Me sentí como un propietario impedido de acceder a su propia casa porque un
okupa ha cambiado las llaves.
Aunque
el virus del ordenador podría ser erradicado formateándolo, la intuición me
decía que en ese terreno nada podría contra ella, y el tiempo me daría la
razón. A Ángela no le bastaba con plagiar mi novela, pretendía impedirme toda
escritura, no podía tolerar no ya mi felicidad con otra mujer o en solitario,
sino que pretendía que ninguna forma de vida me fuera factible o pasable.
Renovados
porrazos retumbaban en el tabique, de un momento a otro asomaría el pico por la
sala de espera.
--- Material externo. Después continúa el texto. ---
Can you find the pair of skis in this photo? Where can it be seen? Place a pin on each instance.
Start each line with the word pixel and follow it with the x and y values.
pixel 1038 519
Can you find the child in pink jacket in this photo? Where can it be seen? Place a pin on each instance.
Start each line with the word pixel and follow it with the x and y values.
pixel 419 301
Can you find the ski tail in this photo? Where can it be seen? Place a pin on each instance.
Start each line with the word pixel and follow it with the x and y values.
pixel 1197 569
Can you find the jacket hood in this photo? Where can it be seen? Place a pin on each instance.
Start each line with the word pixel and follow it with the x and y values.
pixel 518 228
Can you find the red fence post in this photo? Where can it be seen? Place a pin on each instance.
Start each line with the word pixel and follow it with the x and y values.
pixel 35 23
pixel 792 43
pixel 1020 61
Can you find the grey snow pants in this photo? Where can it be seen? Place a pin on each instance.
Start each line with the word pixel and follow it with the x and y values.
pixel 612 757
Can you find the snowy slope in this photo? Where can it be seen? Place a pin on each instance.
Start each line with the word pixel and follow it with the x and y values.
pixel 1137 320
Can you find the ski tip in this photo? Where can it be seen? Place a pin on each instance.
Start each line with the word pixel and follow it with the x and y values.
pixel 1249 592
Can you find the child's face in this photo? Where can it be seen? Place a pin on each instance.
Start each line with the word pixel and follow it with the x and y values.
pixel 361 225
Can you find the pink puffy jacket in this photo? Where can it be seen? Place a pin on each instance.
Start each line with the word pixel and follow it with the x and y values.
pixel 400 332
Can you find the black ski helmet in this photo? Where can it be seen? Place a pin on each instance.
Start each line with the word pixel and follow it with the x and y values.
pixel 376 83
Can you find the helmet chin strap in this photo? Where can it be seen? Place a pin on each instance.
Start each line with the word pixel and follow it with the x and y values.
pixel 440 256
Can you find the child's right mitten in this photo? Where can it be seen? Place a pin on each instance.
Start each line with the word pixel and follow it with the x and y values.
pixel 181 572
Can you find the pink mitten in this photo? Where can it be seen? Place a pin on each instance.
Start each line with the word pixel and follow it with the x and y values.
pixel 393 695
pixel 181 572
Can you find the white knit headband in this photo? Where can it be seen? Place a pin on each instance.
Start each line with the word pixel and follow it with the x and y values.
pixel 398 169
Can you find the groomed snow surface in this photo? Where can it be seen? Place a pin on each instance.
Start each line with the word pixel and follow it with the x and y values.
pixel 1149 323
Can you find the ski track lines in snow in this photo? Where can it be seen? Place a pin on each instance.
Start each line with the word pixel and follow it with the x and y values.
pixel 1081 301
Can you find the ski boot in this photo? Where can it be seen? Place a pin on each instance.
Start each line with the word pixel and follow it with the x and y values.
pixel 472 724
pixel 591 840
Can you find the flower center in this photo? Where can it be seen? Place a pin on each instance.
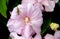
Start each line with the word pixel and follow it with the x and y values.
pixel 26 19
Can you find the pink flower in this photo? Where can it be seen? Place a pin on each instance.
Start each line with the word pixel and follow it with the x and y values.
pixel 55 36
pixel 48 4
pixel 26 20
pixel 14 35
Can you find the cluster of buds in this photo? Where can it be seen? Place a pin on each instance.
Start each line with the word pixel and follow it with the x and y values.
pixel 26 18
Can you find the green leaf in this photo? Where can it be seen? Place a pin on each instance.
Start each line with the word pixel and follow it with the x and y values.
pixel 3 8
pixel 59 3
pixel 45 26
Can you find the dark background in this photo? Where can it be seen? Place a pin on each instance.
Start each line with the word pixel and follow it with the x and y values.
pixel 4 33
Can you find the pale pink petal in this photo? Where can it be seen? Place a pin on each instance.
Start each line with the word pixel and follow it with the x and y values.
pixel 57 35
pixel 29 1
pixel 51 6
pixel 38 36
pixel 28 31
pixel 14 35
pixel 49 36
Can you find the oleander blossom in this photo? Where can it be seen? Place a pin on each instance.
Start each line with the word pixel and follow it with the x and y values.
pixel 49 5
pixel 14 35
pixel 26 20
pixel 55 36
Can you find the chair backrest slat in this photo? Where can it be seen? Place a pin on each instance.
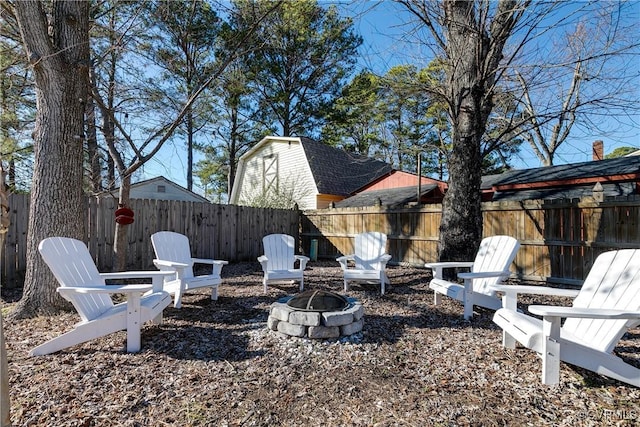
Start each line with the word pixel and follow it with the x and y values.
pixel 279 250
pixel 72 265
pixel 496 253
pixel 368 247
pixel 172 246
pixel 613 282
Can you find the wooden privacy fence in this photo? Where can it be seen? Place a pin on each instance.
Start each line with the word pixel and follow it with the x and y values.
pixel 559 239
pixel 228 232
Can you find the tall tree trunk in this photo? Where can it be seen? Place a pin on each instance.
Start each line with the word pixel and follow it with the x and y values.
pixel 93 152
pixel 473 58
pixel 120 239
pixel 190 132
pixel 5 404
pixel 60 66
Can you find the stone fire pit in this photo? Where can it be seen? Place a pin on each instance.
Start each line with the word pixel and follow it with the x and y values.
pixel 316 314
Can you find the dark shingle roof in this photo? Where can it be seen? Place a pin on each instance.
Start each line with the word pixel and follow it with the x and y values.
pixel 339 172
pixel 390 197
pixel 566 192
pixel 599 168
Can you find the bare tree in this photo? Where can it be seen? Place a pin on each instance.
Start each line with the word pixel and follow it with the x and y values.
pixel 471 37
pixel 587 75
pixel 5 405
pixel 56 39
pixel 148 140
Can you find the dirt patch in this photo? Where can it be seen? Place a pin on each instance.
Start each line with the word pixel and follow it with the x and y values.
pixel 214 363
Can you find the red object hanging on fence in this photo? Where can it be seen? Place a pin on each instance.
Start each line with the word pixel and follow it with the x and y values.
pixel 124 215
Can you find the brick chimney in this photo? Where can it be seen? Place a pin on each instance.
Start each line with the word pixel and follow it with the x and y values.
pixel 598 150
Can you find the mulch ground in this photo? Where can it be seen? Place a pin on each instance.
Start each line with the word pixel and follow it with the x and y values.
pixel 214 363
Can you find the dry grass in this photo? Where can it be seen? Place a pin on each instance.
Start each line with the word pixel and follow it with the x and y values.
pixel 214 363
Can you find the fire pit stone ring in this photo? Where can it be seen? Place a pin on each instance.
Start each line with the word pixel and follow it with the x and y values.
pixel 334 321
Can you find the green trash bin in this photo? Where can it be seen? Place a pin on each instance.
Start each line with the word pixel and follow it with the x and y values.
pixel 313 251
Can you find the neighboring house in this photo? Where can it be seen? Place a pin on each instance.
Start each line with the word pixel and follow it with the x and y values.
pixel 396 189
pixel 160 188
pixel 605 178
pixel 313 173
pixel 617 177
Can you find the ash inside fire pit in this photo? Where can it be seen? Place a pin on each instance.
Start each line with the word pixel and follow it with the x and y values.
pixel 316 314
pixel 318 300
La virulencia de la inquina de Ángela me hizo saber que se
había aliado con Victoria para probar mi lealtad, y que la rubia fatal me había
acogido en sus embravecidas sábanas como pago de la actuación o de la apuesta
perdida ante ella por mi ya ex. Había proyectado Ángela sobre mi vida su
afición y vocación por el teatro, y poblándola de fantasmas y fantoches tejido
en torno a mí una red invisible de trampas y trampantojos. Solo el desengaño
podría explicar su contumaz persecución, una venganza feroz en la medida que se
extendía más allá de nuestra relación.